I seperate the default encoding to UTF-8 from bug 4431.
changing severity to enhancement, assigning to danm
Peter, this is not an enhancement, check this reference.
We have as part of M4 a goal of pseudo localizing XUL into Japanese, and this is
a blocking issue. Please, modify the priority and set the TFV M4
The fix should be in M4 and severity is major.
Okay. reassigning to hyatt for m4
I have no idea what this means. Isn't nsString unicode? What is the problem?
nsString is UTF-16 Unicode which is a 16-bit value for all characters.
But the XML is likely to be be UTF-8.
If an XML file does not contain:
then by default the encoding is either UTF-16 or UTF-8. For most interesting
cases, each UTF-16 character is a fixed 2-byte quantity, but these can be
affected by endian-ness. So you need to check if the file starts with a
Byte Order Mark (BOM). It will either be FEFF or FFFE, depending on the
If there's a BOM, the data is UTF-16. Otherwise it is UTF-8 which is a
byte-stream and unaffected by endian-ness. ASCII is a proper subset of
UTF-8 and each character is represented as 1 byte. Other character sets
are encoded as multiple bytes per character (e.g., accented characters).
We plan to create all of the 5.0 XUL files in UTF-8, so we need to convert
from UTF-8 to UTF-16.
For M4 we need UTF-8 default supported. Later we will need UTF-16 and the
supported. But that is another bug: 4431
Is this only XUL's problem? Are XML and HTML supporting UTF-8?
I'm trying to figure out if this problem is with the XML parser or if it's with
the XUL content sink (or both).
I think its the XML parser. It needs to parse:
as spec'd in http://www.w3.org/TR/1998/REC-xml-19980210#charencoding.
(As it did in pre-5.0 browsers, HTML needs to support UTF-8 if specified,
but HTML defaults to ISO-8859-1 not UTF-8. Our implementation is more
complicated because we take into account user settings too.)
Another thing that affects both XML and HTML is the HTTP Content-Type, e.g.,
Content-Type: text/xml; charset=UTF-8
Content-Type: text/html; charset=UTF-8
This needs to be parsed by netlib for both HTML and XML. ftang is working
w/gagan and rickg on this.
For M4, we need the default XML behavior. For M4, we don't need the above HTTP
header and the XML <?xml encoding ...> parsing.
Be advised that we are supposed to switch to XPAT by M4. One thing to try is
recompile the client with xpat turned on.
Add Nisheeth to CC list for comments.
As an additional fact, UTF-8 HTML display is working on the
current (4/1 build) as long as the Meta-Equiv Content-Type
header icnludes "charset = utf-8".
Hyatt, I hope you don't mind I reassign this to myself . I have fix that in
nsParser (approved by rickg) to use UTF-8 as default charset for RDF, XML, or
XUL. Check in as mozilla/htmlparser/src/nsParser.cpp 3.81
I verify this w/ my psueod l10n file.
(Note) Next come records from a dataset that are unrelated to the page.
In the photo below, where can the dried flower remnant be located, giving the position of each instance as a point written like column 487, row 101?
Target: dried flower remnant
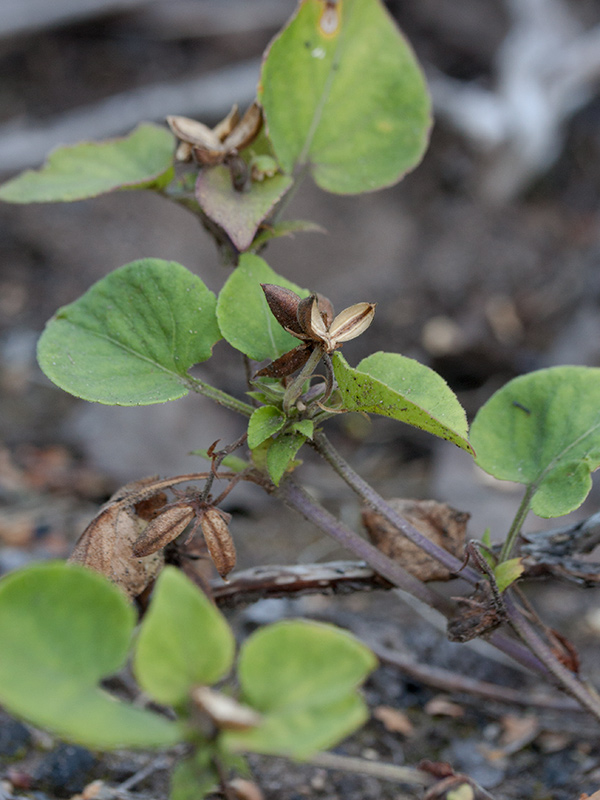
column 312, row 320
column 173, row 521
column 212, row 146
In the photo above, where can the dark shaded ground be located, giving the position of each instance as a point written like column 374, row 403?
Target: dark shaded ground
column 480, row 293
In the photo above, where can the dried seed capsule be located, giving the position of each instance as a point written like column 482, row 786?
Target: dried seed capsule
column 214, row 524
column 225, row 712
column 165, row 528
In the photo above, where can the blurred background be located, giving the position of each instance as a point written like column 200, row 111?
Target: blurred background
column 483, row 261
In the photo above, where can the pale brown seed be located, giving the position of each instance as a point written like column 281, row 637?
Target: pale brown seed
column 214, row 524
column 351, row 322
column 164, row 528
column 225, row 712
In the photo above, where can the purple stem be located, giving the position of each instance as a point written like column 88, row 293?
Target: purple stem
column 297, row 498
column 564, row 676
column 324, row 447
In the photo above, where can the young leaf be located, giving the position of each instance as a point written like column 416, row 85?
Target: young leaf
column 543, row 430
column 395, row 386
column 341, row 91
column 63, row 629
column 507, row 572
column 286, row 228
column 183, row 642
column 90, row 169
column 265, row 421
column 131, row 338
column 238, row 213
column 244, row 315
column 281, row 454
column 302, row 676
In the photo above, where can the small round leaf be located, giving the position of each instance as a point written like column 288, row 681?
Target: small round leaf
column 63, row 629
column 131, row 338
column 184, row 641
column 90, row 169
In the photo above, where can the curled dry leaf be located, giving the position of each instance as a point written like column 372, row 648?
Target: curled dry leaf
column 164, row 528
column 215, row 528
column 225, row 712
column 106, row 545
column 441, row 524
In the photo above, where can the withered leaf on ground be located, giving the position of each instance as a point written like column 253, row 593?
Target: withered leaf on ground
column 106, row 545
column 439, row 522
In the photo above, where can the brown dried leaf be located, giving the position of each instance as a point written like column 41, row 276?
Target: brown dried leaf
column 164, row 528
column 106, row 546
column 395, row 721
column 477, row 615
column 215, row 528
column 441, row 524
The button show up correctly. Howerver,
the menu still display garbage, but this is a seperate issue. Let's put the menu
display problem into a seperate bug.
I re-open the bug because there is something wrong with the newer builds. Here
are the results with UFT8 JA pseudo navigator.xul on two OS machines:
JA- NT : menu, buttons, status bar display fine.
US- NT with J fonts: buttons, status bar display fine but not menu (it shows
????). The result is similar to MAC.
Build 04-08-10 04-09-12 and 04-09-16
JA- NT : Only display frame window, no menu, buttons, status bar.
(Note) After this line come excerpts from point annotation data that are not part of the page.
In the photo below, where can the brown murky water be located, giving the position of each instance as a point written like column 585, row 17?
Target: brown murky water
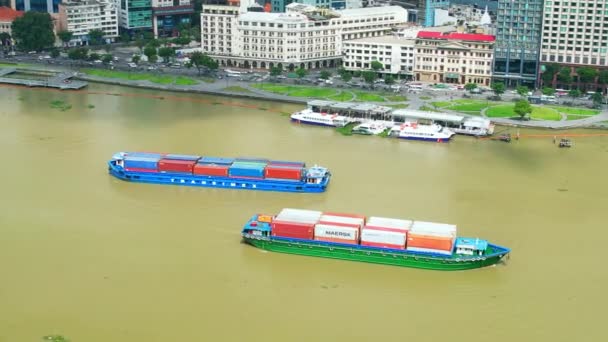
column 96, row 259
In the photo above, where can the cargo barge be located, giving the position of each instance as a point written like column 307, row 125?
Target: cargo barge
column 213, row 172
column 406, row 243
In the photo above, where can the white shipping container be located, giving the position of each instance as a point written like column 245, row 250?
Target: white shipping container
column 389, row 223
column 441, row 229
column 341, row 219
column 381, row 236
column 429, row 250
column 336, row 232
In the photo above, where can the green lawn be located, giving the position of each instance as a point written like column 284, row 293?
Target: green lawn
column 539, row 113
column 576, row 111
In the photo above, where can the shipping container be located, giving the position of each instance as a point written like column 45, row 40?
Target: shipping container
column 287, row 163
column 210, row 170
column 168, row 165
column 344, row 221
column 215, row 160
column 381, row 238
column 430, row 242
column 331, row 233
column 293, row 229
column 181, row 157
column 283, row 172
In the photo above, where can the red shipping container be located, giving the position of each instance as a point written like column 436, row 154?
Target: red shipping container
column 381, row 245
column 283, row 172
column 430, row 242
column 210, row 170
column 293, row 229
column 170, row 165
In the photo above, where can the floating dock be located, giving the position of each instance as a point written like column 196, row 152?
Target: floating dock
column 61, row 81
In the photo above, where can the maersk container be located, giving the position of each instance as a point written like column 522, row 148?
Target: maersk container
column 215, row 160
column 181, row 157
column 246, row 171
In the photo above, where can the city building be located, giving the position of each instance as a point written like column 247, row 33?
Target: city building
column 458, row 58
column 7, row 16
column 135, row 15
column 167, row 15
column 575, row 34
column 518, row 35
column 82, row 16
column 304, row 36
column 50, row 6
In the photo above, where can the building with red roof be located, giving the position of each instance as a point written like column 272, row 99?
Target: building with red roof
column 453, row 57
column 7, row 16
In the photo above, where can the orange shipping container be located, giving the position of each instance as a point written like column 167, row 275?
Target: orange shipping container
column 430, row 242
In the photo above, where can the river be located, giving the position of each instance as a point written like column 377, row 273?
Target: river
column 93, row 258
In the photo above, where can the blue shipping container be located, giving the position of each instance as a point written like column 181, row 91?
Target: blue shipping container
column 181, row 157
column 214, row 160
column 248, row 171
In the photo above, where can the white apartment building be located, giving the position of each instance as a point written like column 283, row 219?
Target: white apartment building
column 82, row 16
column 304, row 36
column 575, row 33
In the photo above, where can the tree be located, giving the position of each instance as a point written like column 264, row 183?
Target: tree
column 574, row 93
column 301, row 72
column 377, row 66
column 522, row 91
column 388, row 79
column 96, row 36
column 276, row 71
column 586, row 74
column 522, row 108
column 564, row 75
column 346, row 76
column 498, row 88
column 33, row 31
column 603, row 77
column 150, row 52
column 166, row 53
column 369, row 76
column 106, row 59
column 325, row 74
column 470, row 87
column 65, row 37
column 548, row 91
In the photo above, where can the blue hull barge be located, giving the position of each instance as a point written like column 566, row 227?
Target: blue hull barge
column 212, row 172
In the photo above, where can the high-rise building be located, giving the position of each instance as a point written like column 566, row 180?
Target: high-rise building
column 518, row 35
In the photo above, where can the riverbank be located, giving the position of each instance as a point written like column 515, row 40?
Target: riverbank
column 268, row 92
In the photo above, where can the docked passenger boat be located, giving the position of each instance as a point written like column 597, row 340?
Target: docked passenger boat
column 416, row 131
column 213, row 172
column 379, row 240
column 321, row 119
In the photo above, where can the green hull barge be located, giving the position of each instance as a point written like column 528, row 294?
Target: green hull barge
column 467, row 253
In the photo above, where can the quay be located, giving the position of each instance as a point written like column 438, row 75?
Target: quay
column 61, row 80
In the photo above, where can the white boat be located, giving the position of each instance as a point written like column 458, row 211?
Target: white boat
column 416, row 131
column 370, row 128
column 307, row 116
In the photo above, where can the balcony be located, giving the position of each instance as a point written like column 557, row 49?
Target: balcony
column 173, row 10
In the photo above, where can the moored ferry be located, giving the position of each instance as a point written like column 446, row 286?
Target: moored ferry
column 415, row 131
column 379, row 240
column 213, row 172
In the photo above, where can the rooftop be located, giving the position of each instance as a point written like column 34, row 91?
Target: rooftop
column 456, row 36
column 9, row 14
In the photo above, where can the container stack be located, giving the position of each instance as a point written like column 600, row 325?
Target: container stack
column 142, row 161
column 339, row 228
column 177, row 163
column 284, row 170
column 212, row 166
column 431, row 237
column 295, row 223
column 385, row 232
column 247, row 168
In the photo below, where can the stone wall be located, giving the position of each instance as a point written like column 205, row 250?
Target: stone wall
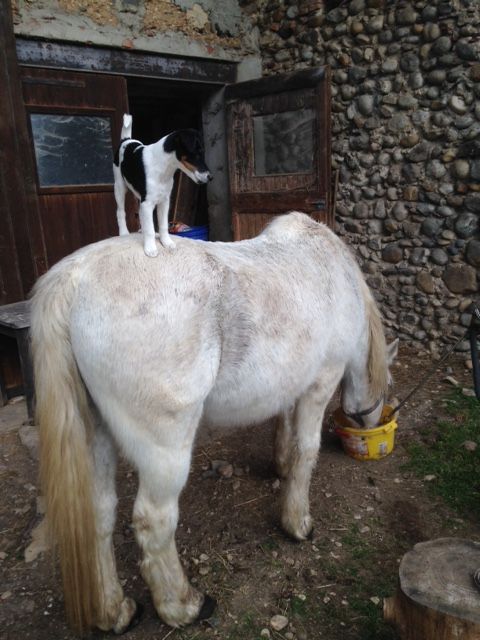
column 180, row 27
column 406, row 142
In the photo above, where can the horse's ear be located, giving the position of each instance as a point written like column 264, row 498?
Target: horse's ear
column 392, row 351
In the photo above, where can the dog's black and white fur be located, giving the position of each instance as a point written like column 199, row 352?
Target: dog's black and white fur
column 148, row 170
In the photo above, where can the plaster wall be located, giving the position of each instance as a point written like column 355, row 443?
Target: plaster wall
column 204, row 28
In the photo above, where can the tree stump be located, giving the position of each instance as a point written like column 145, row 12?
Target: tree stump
column 437, row 598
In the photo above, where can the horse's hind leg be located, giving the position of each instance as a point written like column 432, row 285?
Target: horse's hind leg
column 115, row 611
column 163, row 464
column 307, row 426
column 283, row 443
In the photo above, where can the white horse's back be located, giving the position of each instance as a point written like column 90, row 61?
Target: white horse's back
column 130, row 353
column 215, row 322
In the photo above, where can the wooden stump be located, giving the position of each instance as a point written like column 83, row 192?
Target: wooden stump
column 437, row 598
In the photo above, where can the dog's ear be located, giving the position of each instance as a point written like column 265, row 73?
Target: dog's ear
column 172, row 142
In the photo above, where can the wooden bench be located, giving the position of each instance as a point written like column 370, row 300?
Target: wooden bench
column 15, row 323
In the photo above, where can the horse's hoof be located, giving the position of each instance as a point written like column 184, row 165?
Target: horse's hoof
column 208, row 607
column 137, row 616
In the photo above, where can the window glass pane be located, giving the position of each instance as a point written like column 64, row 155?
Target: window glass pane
column 283, row 142
column 72, row 150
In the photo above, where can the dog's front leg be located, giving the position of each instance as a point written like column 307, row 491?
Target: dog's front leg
column 162, row 215
column 120, row 191
column 148, row 229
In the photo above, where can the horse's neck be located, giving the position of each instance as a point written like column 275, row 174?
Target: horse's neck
column 356, row 377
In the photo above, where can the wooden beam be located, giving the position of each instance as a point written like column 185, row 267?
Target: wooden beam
column 60, row 55
column 275, row 84
column 23, row 253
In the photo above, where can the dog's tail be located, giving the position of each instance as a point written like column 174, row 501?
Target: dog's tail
column 127, row 126
column 66, row 464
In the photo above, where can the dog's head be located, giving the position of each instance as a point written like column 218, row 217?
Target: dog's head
column 188, row 148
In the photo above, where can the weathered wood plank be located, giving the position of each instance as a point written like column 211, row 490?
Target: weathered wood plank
column 59, row 55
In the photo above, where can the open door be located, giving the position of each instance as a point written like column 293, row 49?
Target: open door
column 75, row 120
column 279, row 148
US- NT with J fonts: Only display frame window, no menu, buttons, status bar.
Moving to M5, we need to investigate more and it shouldn't be a show stopper
ToNewCString in nsExpatTokenizer::ConsumeToken cause the damange of the data.It damange the Unicode data which already get conveterted (by assuming
Nisheeth, please fixed it ASAP, None of our XUL/XML/RDF work without this.This is a blocker for L10N and pseudo L10N
This is also blocking viewing message headers (2671).
This has been reopened because of the switch to expat.
Clearing resolution FIXED.
Accepting bug. Setting component to XML...
The fix is checked in. Expat now accepts unicode buffers.
*** Bug 4431 has been marked as a duplicate of this bug. ***
*** Bug 5262 has been marked as a duplicate of this bug. ***
Verified on Japanese NT4.0.